松村:Twitterは文字だけでなく、写真や動画も使えますから、いろいろな情報を一気に発信できます。今自分がいるその場所でしか発信できない情報というのは、他の人にとっても価値があるということを意識しておくといいと思います。


自分にとっての「チアリーダー」、「バディ」は誰だろう?

当初掲げた「年内にフォロワー1000人」という目標は、これまでのペースでいけば達成できそうです。フォローいただいた皆様、ありがとうございます!

現在のところ、フォロワーが増えて何かが変わったというよりも、Twitterをより積極的に使うようになったことで、自分の中でのTwitterへの向き合い方が変化しました。ちょっとした疑問をツイートして、返信でその答えや関連する情報をいただいたり、ハッシュタグを使って体験を共有したり、といった楽しみ方をしています。最近では、11月29日からNHKでドラマ放送が始まった「坂の上の雲」の話題が熱いです(代表的なハッシュタグは「#sakakumo」)。

また、先日は「ASCII.jp」に書いた「ASCII.jp:Google日本語入力が描くIMEの未来像とは?」という記事に、大学で自然言語処理を研究されている方から詳しいコメントをいただくという経験もできました。
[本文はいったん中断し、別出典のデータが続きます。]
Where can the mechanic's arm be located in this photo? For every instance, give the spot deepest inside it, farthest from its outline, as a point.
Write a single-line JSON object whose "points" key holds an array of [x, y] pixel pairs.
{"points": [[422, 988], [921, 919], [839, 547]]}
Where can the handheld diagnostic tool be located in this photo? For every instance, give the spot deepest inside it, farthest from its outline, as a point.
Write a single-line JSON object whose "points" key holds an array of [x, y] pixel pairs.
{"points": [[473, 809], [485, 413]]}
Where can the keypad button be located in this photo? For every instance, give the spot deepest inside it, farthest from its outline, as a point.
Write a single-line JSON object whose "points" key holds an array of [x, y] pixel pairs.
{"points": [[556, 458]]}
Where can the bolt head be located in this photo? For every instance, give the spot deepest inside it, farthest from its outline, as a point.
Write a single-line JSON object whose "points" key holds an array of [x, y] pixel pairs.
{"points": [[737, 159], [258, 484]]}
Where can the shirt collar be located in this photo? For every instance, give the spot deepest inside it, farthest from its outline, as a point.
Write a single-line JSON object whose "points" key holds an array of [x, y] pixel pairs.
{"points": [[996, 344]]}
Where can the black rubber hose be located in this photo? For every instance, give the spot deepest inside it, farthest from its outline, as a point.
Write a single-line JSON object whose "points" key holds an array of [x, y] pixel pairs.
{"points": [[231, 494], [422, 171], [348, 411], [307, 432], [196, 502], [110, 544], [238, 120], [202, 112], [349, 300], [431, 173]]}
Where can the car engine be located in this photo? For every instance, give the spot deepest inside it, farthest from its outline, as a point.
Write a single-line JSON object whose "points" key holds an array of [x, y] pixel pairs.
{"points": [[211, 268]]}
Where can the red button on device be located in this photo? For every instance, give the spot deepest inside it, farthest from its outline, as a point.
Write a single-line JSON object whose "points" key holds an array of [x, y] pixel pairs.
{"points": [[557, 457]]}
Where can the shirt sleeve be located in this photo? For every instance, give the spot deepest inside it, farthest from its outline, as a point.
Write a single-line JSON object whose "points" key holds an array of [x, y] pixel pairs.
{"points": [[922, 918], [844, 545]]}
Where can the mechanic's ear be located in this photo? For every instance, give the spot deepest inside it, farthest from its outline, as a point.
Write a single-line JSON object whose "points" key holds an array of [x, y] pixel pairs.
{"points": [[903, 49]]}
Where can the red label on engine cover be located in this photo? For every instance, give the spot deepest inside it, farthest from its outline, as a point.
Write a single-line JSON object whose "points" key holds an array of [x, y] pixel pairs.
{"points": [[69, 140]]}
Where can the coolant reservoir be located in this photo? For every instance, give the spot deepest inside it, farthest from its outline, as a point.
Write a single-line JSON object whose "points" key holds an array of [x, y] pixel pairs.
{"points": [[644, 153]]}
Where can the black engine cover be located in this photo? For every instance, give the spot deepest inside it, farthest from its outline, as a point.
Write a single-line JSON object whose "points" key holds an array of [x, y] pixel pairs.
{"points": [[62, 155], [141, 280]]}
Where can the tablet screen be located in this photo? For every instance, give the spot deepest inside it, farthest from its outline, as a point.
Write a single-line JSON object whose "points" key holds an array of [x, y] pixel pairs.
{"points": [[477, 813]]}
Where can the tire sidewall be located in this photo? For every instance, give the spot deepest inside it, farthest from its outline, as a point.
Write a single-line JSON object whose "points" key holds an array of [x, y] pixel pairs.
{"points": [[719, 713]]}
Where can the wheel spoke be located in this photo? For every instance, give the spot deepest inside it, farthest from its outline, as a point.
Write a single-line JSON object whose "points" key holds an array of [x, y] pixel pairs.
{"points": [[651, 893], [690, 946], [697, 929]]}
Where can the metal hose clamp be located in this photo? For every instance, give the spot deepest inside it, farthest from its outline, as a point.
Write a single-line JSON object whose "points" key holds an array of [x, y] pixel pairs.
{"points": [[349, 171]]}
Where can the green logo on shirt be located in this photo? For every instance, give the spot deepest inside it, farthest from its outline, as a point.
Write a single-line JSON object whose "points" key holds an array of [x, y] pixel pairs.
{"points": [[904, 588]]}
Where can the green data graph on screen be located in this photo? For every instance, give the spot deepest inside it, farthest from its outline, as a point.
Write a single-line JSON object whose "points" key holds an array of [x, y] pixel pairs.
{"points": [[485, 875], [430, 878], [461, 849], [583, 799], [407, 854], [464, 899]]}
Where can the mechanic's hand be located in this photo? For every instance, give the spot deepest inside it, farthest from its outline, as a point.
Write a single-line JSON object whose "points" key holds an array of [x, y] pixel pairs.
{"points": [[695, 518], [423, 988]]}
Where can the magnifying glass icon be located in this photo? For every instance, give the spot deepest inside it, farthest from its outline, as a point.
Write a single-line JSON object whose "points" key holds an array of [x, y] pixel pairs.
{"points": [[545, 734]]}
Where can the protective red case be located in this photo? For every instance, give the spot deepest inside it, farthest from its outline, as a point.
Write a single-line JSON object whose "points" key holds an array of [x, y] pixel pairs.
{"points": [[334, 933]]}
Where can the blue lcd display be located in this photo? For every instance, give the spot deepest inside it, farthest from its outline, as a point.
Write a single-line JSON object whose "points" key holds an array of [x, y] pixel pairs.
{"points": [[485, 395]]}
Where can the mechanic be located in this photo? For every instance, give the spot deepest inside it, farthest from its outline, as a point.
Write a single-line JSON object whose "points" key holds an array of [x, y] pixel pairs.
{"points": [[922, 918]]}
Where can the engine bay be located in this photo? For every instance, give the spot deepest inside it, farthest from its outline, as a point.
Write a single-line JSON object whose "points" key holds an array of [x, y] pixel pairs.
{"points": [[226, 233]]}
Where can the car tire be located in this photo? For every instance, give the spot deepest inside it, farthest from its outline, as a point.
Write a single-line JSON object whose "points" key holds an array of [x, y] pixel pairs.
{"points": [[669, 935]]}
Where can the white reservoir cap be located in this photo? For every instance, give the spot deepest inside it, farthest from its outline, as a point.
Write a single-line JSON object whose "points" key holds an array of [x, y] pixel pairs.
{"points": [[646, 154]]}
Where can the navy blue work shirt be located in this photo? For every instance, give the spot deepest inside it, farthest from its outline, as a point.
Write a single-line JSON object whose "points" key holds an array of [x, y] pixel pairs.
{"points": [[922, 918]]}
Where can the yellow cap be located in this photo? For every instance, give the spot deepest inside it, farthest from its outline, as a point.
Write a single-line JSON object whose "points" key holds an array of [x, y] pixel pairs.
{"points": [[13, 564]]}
この「フォロワー1000人」企画についても、応援やご意見をいただくことが多いのですが、これまであまり接点のなかった分野の専門家の方と会話する機会を持てるということは、テーマ単位で気軽に対話ができるTwitterならではの得難い経験だなあと感じました。


Yo Ehara(@niam)さんから記事にコメントをいただきました。発表した記事に対してすぐに、専門家からのコメントをいただけるのは貴重な経験でした。まさにバディのような存在と言えます


第2回の結論のように一歩踏み込んでTwitterを楽しむことに加えて、これからは、関係の考え方として「チアリーダー」、「バディ」ということを意識していきたいと思います。

松村さんは「タグライン」と表現されていましたが、自分にとっての「チアリーダー」は誰か、「バディ」は誰かを考えることは、自分自身が誰にとっての「リアリーダー」や「バディ」なのかを考えることでもあります。そして、Twitter上でどのようなことに興味を持ち、周囲とどのような関係を築いていくかを考えることにもつながっていきます。

現在も、Twitterユーザーはどんどん増えています。その中で、いかに気の合う・話の合うユーザーを見つけていくか、そして、見つけてもらうのか、今後もさまざまな方法を探り、試していきます。


ちなみに、編集部の担当者とは、オフ会の計画も話しています。この企画を通じて、フォローさせていただいた方、フォローいただいた方と、これも何かのご縁なので、リアルでも交流できる場を持てたらと考えています。詳細は追ってTwitterでお知らせします!


※1:フリーフローエデュケーション
自校の学生に対してだけでなく、ネットなどを活用して開かれた教育を進める動き。「オープンエデュケーション」とも呼ばれ、海外ではマサチューセッツ工科大学の「Free Online Course Materials | MIT OpenCourseWare」やスタンフォード大学の「Stanford School of Engineering - Stanford Engineering Everywhere」、国内では東京大学の東京大学 講義 UT OpenCourseWareが事例として有名です。

※2:リツイート
他のユーザーのツイートを自分が繰り返し、紹介すること。
※3:タグライン
キャッチコピーやスローガンなど。主に企業のブランディングにおいて使われる用語。